In Credit Transit Inc. v. Chartrand, 2021 QCCS 4329, Justice Lussier of the Québec Superior Court quashed a summons served upon a judge, which purported to compel him to give evidence in relation to an application to disqualify him as the appointed case management judge on grounds of alleged bias. The Court held that judicial immunity, which safeguards judicial independence, also protects judges from being compelled as witnesses in relation to the exercise of their judicial functions.
This case concerned a professional liability claim against certain defendants. One of the defendants, Jean-François Malo, applied to disqualify Judge Bernard Synnott from serving as the case management judge based on a statement Judge Synnott allegedly made to a journalist in 2015 when he was still a lawyer: “I hope that the person or people who commit these crimes [i.e. violent incidents in Joliette where local lawyers were victims] will be or will soon be arrested … Parallel justice is unacceptable” (para. 4). No charges were laid in relation to these incidents. Five years later, in 2020, Mr. Malo was charged with attempted murder following an attack on a lawyer acting in cases against him.
In pursuit of his disqualification application, Mr. Malo served Judge Synott with a summons requiring him to testify at the upcoming disqualification application hearing over which Judge Synnott would be presiding and to bring with him various documents relating to his alleged dealings with journalists in 2015. (Judge Synnott decided to hear the application even though Mr. Malo requested him not to.)
Although Mr. Malo conceded that Judge Synott was not compellable as a judge in relation to any event that arose after his appointment on August 29, 2018, he alleged that that the judge should be compellable in relation to events that took place while he was member of the Bar. Justice Lussier disagreed and relied on judicial immunity to quash the summons in advance of the disqualification hearing.
Justice Lussier explained that judicial immunity is generally invoked to defeat liability claims against judges. This means that while judges are civilly responsible for their purely personal acts, unrelated to their judicial responsibilities, they are immune for any act committed in the exercise of their judicial functions. This immunity serves as the cornerstone of judicial integrity and independence—ensuring that, in coming to their decisions, judges are driven solely to find the right result, and are not tainted or distracted by fears they could be sued, especially by powerful parties.
Judicial immunity also protects a judge from being compelled to testify as a witness in relation to the exercise of their judicial functions. Mr. Malo argued that Judge Synnott could be questioned about the comments he made as a lawyer, since they wee unrelated to his judicial responsibilities. It is well-accepted that judicial immunity does not shield judges from professional acts before they ascended to the bench, nor from actions taken in their capacity as ordinary citizens.
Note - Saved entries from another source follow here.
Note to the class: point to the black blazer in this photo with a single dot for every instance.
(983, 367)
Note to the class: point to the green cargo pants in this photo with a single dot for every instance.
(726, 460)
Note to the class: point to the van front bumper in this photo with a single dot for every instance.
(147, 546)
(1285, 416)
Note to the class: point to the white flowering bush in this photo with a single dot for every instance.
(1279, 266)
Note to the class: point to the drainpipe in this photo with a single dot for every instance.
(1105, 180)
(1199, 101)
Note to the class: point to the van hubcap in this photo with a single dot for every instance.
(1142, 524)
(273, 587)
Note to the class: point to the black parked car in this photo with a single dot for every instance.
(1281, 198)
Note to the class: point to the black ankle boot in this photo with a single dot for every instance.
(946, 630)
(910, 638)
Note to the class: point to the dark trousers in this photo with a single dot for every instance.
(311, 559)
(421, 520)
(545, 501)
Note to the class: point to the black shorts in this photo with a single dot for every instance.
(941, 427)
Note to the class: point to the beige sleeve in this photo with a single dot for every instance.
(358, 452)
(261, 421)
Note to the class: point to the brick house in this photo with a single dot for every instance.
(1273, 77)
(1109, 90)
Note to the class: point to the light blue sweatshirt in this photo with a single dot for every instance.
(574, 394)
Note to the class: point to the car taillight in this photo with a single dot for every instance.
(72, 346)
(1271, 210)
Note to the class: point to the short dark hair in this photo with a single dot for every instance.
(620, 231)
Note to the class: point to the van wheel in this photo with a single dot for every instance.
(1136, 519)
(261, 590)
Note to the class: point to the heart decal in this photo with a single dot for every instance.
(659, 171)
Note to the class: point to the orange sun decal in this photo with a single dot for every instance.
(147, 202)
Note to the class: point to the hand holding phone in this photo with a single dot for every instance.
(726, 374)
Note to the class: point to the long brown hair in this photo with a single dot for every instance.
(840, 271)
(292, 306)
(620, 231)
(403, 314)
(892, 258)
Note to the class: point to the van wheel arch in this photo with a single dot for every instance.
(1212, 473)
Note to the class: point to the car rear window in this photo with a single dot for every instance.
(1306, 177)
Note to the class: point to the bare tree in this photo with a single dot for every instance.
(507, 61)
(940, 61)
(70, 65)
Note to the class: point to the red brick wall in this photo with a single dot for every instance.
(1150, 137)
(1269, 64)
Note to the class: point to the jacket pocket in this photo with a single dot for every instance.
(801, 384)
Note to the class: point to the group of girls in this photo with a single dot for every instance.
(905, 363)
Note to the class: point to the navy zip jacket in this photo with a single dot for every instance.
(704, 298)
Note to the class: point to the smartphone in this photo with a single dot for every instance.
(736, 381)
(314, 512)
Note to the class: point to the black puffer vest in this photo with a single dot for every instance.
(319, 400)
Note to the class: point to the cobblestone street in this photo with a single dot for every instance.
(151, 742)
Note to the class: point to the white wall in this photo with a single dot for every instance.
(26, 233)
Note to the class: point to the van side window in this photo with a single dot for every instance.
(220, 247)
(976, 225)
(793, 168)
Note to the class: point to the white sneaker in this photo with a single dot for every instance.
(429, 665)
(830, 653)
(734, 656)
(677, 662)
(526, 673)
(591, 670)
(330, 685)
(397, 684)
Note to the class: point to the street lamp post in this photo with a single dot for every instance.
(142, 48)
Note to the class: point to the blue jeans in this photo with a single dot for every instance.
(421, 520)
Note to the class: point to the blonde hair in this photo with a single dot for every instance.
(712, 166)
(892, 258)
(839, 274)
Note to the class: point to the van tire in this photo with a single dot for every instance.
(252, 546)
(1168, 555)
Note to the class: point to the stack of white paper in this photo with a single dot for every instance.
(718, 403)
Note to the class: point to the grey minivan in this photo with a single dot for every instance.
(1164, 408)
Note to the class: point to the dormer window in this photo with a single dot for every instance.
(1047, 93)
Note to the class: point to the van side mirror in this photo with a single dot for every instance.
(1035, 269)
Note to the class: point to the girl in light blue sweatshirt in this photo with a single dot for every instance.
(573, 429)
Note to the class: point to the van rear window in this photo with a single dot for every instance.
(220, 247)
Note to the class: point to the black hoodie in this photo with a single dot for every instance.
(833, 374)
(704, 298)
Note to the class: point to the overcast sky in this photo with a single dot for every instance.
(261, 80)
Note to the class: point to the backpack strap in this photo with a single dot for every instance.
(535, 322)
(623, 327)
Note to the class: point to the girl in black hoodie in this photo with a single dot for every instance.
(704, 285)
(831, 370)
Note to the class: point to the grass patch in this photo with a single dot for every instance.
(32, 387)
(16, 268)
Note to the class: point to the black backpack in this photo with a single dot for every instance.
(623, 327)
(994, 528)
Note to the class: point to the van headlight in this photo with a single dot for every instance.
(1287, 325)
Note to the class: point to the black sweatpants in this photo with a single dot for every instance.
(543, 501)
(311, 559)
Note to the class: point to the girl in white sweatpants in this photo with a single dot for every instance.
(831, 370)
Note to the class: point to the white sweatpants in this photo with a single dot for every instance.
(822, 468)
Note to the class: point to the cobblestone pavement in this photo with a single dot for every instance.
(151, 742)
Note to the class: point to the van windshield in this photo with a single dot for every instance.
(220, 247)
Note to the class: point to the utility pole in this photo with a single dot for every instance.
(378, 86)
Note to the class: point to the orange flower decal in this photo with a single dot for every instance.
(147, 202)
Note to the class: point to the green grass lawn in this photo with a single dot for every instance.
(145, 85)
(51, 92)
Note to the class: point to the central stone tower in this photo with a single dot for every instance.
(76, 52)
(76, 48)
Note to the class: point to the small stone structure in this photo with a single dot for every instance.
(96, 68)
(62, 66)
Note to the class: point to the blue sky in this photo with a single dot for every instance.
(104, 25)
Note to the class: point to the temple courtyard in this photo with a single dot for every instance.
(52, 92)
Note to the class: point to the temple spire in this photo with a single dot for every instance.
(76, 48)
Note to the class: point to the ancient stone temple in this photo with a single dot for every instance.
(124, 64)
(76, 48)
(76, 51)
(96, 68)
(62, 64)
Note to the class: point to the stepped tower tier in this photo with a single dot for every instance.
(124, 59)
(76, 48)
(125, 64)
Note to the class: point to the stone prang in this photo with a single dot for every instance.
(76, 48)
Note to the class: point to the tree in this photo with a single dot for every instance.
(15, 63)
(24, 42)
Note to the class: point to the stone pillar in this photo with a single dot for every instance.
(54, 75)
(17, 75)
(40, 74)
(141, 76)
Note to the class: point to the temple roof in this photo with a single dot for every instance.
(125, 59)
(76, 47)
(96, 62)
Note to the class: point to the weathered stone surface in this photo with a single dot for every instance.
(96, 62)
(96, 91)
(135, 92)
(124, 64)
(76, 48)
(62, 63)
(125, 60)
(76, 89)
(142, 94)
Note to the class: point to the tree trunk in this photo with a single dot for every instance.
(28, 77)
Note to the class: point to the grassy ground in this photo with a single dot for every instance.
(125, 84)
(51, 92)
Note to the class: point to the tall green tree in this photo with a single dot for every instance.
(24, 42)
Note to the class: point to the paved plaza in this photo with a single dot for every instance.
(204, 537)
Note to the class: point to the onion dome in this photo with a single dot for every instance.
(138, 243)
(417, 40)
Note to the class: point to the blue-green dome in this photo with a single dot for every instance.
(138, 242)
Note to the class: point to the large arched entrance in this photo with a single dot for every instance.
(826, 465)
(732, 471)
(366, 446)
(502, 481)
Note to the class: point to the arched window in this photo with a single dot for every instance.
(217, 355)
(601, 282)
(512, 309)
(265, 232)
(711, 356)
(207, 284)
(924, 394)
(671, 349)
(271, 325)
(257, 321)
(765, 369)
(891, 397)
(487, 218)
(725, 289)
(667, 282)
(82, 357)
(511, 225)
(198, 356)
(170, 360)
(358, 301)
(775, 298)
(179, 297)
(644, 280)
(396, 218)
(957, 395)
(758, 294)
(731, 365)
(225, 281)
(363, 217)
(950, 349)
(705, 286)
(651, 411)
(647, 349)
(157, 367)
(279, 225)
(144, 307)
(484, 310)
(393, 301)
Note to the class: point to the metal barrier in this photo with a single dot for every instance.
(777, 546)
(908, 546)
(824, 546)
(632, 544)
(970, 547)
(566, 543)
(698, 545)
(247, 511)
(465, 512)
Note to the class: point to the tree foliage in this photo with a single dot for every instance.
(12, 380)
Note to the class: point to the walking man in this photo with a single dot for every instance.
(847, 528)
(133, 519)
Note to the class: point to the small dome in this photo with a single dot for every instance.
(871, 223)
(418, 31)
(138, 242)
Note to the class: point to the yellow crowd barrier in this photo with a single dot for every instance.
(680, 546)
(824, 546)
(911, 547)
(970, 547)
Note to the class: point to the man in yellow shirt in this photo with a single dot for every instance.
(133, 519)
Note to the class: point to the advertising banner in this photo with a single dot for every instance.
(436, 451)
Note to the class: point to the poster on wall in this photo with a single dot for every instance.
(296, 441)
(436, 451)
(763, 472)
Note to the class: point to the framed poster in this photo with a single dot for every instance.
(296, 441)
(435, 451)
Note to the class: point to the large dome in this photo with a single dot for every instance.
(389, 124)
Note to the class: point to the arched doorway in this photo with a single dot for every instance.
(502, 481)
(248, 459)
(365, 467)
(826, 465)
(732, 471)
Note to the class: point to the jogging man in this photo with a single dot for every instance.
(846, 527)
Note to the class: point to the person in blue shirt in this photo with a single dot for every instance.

Justice Lussier found that Judge Synnott acted in a judicial capacity when ruling on Mr. Malo’s request for disqualification. He found that the decision of whether to recuse oneself is part of the exercise of judicial power. It is at the heart of the judicial process and one of the prerequisites for exercising a judicial function. In this way, Justice Lussier reasoned that judges cannot be questioned or cross-examined on the reasons they relied upon to either recuse themselves or not.
Justice Lessier held that in a challenge to a judge’s impartiality, it is up to the party asserting bias to establish the grounds for disqualification based on extrinsic evidence. The judge cannot be compelled to establish them—even if the facts preceded his ascension to the bench. The judge is expected to respond to these criticisms in his judgment. Justice Lussier stated that:
“ The judge cannot be treated as an ordinary witness with regard to his function as judge, at the risk of jeopardizing his independence and, thereby, his impartiality, which is at issue in this case.)”
Accordingly, the summons was quashed.
It is common for an arbitrator’s Terms of Reference to contain a term that provides that the arbitrator has the same immunity as a judge of a provincial superior court. Even without such a term, there is some authority for the concept of arbitral immunity in Canadian law. For example, in Flock v. Beattie, 2010 ABQB 193, the Alberta Court of Queen’s Bench held that “[i]n the absence of fraud or bad faith, an arbitrator enjoys immunity from civil liability”. Moreover, arbitral immunity is a matter of public law “because of the similarity of arbitration to the judicial function” (at para. 17-18, 20; see also: Alexander v. Neville,  OJ No 969 (ONSC) at para. 36-37).
When read with these cases, the Chartrand decision provides a useful extrapolation with respect to the compellability of arbitrators in relation to the exercise of their arbitral functions, especially in ruling on challenges to their own impartiality. In other words, there would be strong arguments against the ability to compel an arbitrator to give evidence on facts relating to a challenge to disqualify based on an alleged apprehension of bias. Interestingly, the Court in Chartrand observed that although judges have been commonly criticized for things outside of their judicial function, including family ties, political or professional friendships, public or previous positions, and the involvement in certain files as a lawyer, they have not been subject to cross-examination in any of these cases (at para. 38-39).